Six Days in June (2007)

Six Days in June (Directed by Ilan Ziv, WGBH, 2007) This is the definitive documentary on the 1967 Six-Day War whose aftermath has resulted in the Arab-Israeli imbroglio that exists up to this day. Most remarkable are the interviews with key, as well as ordinary, individuals who were involved in these events in Israel, Egypt, Jordan, Moscow, Washington, Syria, and Palestine. Their frank accounts of how events unfolded, together with news and home movies, provide, in two hours, authoritative insights into the key personalities, the Cold War implications, and how the Arabs were stunned by the magnitude of their defeat.

The story commences with President Nasser’s decision to remove the UN Peacekeeping Force from Sinai. UN officials realized that the blocking of Israel sea access through the Strait of Tiran was a likely prelude to war. Once UN forces left, Nasser seemed intent on an Arab showdown with Israel.
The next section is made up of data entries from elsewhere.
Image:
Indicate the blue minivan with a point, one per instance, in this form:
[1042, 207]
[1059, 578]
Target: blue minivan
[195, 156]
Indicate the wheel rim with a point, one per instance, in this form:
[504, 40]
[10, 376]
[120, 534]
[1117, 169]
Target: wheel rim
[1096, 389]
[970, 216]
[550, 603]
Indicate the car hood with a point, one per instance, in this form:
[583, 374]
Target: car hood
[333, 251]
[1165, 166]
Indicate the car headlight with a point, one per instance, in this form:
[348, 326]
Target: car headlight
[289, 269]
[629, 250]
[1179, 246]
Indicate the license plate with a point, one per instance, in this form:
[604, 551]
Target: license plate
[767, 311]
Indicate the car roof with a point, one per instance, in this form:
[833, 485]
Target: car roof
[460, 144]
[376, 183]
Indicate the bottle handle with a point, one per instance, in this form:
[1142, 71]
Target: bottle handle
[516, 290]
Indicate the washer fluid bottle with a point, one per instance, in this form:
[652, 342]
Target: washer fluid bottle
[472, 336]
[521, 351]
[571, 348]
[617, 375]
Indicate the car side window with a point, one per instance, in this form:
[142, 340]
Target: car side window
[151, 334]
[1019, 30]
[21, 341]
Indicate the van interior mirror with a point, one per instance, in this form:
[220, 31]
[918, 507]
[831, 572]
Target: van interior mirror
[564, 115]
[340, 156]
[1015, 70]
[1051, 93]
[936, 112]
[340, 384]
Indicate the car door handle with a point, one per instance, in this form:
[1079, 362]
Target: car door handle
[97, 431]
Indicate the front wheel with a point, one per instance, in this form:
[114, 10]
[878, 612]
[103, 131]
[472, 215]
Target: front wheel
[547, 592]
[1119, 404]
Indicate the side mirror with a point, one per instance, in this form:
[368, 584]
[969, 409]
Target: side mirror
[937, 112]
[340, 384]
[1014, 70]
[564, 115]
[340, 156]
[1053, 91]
In retrospect, the desperate efforts by Israel Prime Minister Levi Eshkol to avoid a pre-emptive strike seem surprising. He repeatedly defied pressure from his military and unsuccessfully sought American assurance that the U. S. would assure Israel free passage through the strait. Ultimately the military prevailed and an activist general, Moshe Dayan, was named defense minister.

Concurrently, Nasser raised the military stakes by obliging Jordan’s King Hussein to come to Cairo and place his army under Egyptian command. Nasser was also seeking, without success, Moscow support for an attack on Israel. Nasser’s bellicosity resulted in Israeli’s pre-emptive military attack on June 5th. Israeli defense leaders were concerned that Israel’s survival was at stake.

Israeli massive air strikes virtually destroyed the Egyptian air force in a few hours. While Israeli embargoed any war information for over a day, fearing initiatives for an immediate cease fire, Egypt filled the air waves with false stories of devastating Israeli losses. Jordan, Egypt’s last-minute ally, found itself alone in the battle for Jerusalem.

Prime Minister Eshkol was pushed into the background as Defense Minister Dayan seized control of Israeli operations. Events changed so rapidly that, often, commanders in the field were authorized to take their own initiatives. The Egyptian army swiftly started to crumble and the Jordanians, after stiff initial fighting, fell back. Dayan, at the time, expressed a lack of interest in Jerusalem’s Old City and preferred to stop his troops before they reached the Suez Canal.

Meanwhile, Nasser was desperately seeking direct Soviet involvement and the Soviets were sending military supplies and pre-positioning planes and ships for possible direct involvement. President Johnson, in a hot line exchange with his Moscow counterpart, expressed desire for a ‘timely cease fire,’ but did not apply immediate pressure on the Israelis. Commentators said that this was the most dangerous Cold War confrontation since the Cuban Missile Crisis.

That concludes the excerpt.